It was, of course, a beautiful night, and I am very thankful for the ability to take part in such a beautiful event.
I learned a few things during this moving meditation.
I learned that we need to send positive energy to the Earth, but we could send both positive and negative energy and both things would be good.
I learned that all of life is a meditation, and that I have been attempting to do this for a very long time.
I learned that breathing is indeed the gateway to these kinds of experiences.
I learned what it was like to be in the ocean under a full moon. The waves were strong and a little scary.
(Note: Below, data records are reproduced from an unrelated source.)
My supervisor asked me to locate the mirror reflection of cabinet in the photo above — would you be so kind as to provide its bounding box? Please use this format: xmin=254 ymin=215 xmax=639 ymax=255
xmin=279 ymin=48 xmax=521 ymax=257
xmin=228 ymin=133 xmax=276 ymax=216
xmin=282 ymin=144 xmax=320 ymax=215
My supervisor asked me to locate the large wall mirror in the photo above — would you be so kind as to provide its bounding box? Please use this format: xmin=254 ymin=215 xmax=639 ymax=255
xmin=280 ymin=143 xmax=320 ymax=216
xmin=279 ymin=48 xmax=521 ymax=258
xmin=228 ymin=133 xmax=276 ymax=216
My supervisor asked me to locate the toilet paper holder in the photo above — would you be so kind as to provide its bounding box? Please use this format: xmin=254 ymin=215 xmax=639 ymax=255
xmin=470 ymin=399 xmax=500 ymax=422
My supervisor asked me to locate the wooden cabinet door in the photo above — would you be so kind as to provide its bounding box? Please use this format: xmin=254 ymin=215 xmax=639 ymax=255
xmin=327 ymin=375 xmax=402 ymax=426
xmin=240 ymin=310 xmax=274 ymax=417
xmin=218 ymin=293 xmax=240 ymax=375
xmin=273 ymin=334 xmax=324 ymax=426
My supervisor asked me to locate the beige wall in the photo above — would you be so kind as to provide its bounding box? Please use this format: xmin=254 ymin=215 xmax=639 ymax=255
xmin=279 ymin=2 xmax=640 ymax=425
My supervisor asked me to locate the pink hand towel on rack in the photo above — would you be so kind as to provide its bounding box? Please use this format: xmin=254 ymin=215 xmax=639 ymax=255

It was a lovely feeling, though.
Maybe because it was an earth moon, I realized you could go even farther than the heart of the earth while grounding, all the way to the other end, sort of like the earth’s own root chakra. You could also spontaneously send out energy. It spooked me a bit when the facilitator said something about sending our energy out into the cosmos, when I had been doing just that.
I laughed a little when she said we were swimming in an ocean of dolphins. It made me want to laugh. But I thought that would be appropriate since dolphins are humorous creatures.
I learned that we very well might, indeed, end in death. That there might be nothing. But this might be a release, a blessing. That we, and the universe, expand and contract like a heartbeat. Both states of being are okay.
I looked up into the stars and just saw the stars. I didn’t think about myself. This, I think, is the essence of what it means to be “enlightened,” or all those blessed spiritual states that are supposed to be the goal of everything. You can reach it almost anywhere, it’s just about focusing on a particular action… in this case, dance. You do it long enough and you stop thinking about yourself. And you can come back refreshed, having been out of your head for a little while.
It’s like you’re a different person. Our consciousness is bound together by all these experiences. Sometimes I feel like the consciousness that experienced one experience is not even the same consciousness that experienced another experience, because they were both so different. But it’s all me. It has happened to the same body. It’s an interesting thing.
Finally I learned to appreciate and embrace each breath and moment of awareness, even if it includes unpleasant sensations such as anxiety. I figured out that being aware will spur me to action sooner, if it is needed, or allow me to enjoy the current moment if nothing is wrong.